Essentially all of the messaging in timely is async, message send and receive calls are all non-blocking, and only mean that in the future an instance of the downstream operator will receive what you've sent.

This means that all interfaces to timely computations need to be async as well, and in the case of an HTTP request you would be most likely to structure that as a request that you issue with some handle or connection information about where to return the result. As the request moves through the dataflow, it would keep this tag with it. The tail end of the dataflow would see a stream of assembled responses with these tags, and it would need to track down the connections on to which to foist the result. (edit: this is assuming you are writing a web service / server; if you were imagining a dataflow that makes http requests, that would probably look different).

I think the model of "web service as dataflow" has a lot of merit; my recollection is that @antiguru and @utaal may have looked at this, and I think the problem they found was that the Rust web frameworks weren't amenable to the adaptation in part because they like to be sneaky and secretive about their resources (e.g. with shared buffers managed cleverly). At the same time, the Soup folks at MIT are looking into dataflow for web databases, and I think they've had some luck with it.

frankmcsherry commented 6 years ago

I'm not sure I've nailed your question, but if you have an example "application" where you are trying to figure out whether timely would fit in, we could try and talk that through in more detail. I'm not 100% I understand what functionality you are trying to fit in.

allain commented 6 years ago

Thanks for replying.

I suppose the problem I try out new tech with is a website scraper. I have about 400 clients with around 50 pages each form which I've got to scrape content.

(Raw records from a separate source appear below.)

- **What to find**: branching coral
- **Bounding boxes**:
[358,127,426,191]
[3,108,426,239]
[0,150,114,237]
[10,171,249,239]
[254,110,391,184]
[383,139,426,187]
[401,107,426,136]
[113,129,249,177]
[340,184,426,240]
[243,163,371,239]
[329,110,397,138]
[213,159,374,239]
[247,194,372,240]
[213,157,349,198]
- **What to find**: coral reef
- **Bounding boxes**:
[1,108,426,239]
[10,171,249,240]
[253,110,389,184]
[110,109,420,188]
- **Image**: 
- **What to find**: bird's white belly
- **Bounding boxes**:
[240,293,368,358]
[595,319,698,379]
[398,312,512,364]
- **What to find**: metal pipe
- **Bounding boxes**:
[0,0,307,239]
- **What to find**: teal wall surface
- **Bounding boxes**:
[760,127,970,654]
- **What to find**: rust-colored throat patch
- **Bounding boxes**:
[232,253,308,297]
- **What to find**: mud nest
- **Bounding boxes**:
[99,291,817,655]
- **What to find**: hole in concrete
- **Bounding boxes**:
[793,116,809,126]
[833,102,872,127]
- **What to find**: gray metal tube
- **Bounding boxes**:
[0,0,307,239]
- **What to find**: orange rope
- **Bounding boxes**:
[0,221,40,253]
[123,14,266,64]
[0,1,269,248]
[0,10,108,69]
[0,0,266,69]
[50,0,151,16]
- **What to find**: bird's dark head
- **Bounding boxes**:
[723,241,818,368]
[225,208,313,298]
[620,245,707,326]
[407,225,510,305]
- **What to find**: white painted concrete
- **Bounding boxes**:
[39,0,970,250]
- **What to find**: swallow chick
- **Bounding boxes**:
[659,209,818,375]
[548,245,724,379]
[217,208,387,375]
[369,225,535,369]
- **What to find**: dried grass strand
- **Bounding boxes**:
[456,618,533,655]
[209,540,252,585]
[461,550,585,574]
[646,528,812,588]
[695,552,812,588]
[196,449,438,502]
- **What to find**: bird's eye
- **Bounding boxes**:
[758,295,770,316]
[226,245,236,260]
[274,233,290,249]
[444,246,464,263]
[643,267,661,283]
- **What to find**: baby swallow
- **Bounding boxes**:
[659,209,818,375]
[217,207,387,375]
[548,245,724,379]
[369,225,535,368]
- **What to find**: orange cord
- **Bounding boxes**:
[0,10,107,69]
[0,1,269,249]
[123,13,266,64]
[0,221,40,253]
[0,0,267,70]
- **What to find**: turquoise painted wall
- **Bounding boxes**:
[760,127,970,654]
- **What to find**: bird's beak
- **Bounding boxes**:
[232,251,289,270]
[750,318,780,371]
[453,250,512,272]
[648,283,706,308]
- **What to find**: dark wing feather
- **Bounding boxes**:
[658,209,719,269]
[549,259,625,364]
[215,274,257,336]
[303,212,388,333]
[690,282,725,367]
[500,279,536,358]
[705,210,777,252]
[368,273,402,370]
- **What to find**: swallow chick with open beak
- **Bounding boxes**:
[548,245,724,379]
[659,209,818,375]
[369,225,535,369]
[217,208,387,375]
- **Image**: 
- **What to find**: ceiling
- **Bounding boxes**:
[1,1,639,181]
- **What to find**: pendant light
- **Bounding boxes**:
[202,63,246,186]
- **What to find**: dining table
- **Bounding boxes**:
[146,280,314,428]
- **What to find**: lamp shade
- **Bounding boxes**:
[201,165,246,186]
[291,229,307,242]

If I'm understanding timely correctly, messages are delivered asynchronously (there's no saying exactly when a particular message will be delivered), but that once delivered to a vertex in OnRecv that it's all synchronous until OnRecv is complete.

If that particular OnRecv code examines the message and decides that it can't do anything until it has the content from a URL, I'm not sure how that'd get handled.

frankmcsherry commented 6 years ago

Aha. Ok, so between dataflow stages there are no guarantees about synchrony (but some about order). Within the context of an operator, the execution is single-threaded, and the code that you write from input.next() through output.send() runs uninterrupted. It may be that your operator gets some inputs (e.g. urls) that lead to work (e.g. async calls to servers) that cannot be resolved immediately, which you are welcome to punt on for the moment (e.g. with a Future) and finish processing in some future invocation of the operator.

There are some details here; timely has "capabilities" that allow operators to reserve the right to send output messages in the future, and you'll want to stash them with any Future that hasn't been resolved. For external async io, this is probably the way it works out, and timely doesn't really help you here (in the way that perhaps Tokio would).

So, I think you could write a vertex that "pretends" to be some async service, where you send it messages describing requests, it starts up the work and sends responses when they complete. Timely wouldn't be doing anything especially helpful here, and I guess what would be neat here is that it could interop with the rest of a dataflow computation.

Does this help?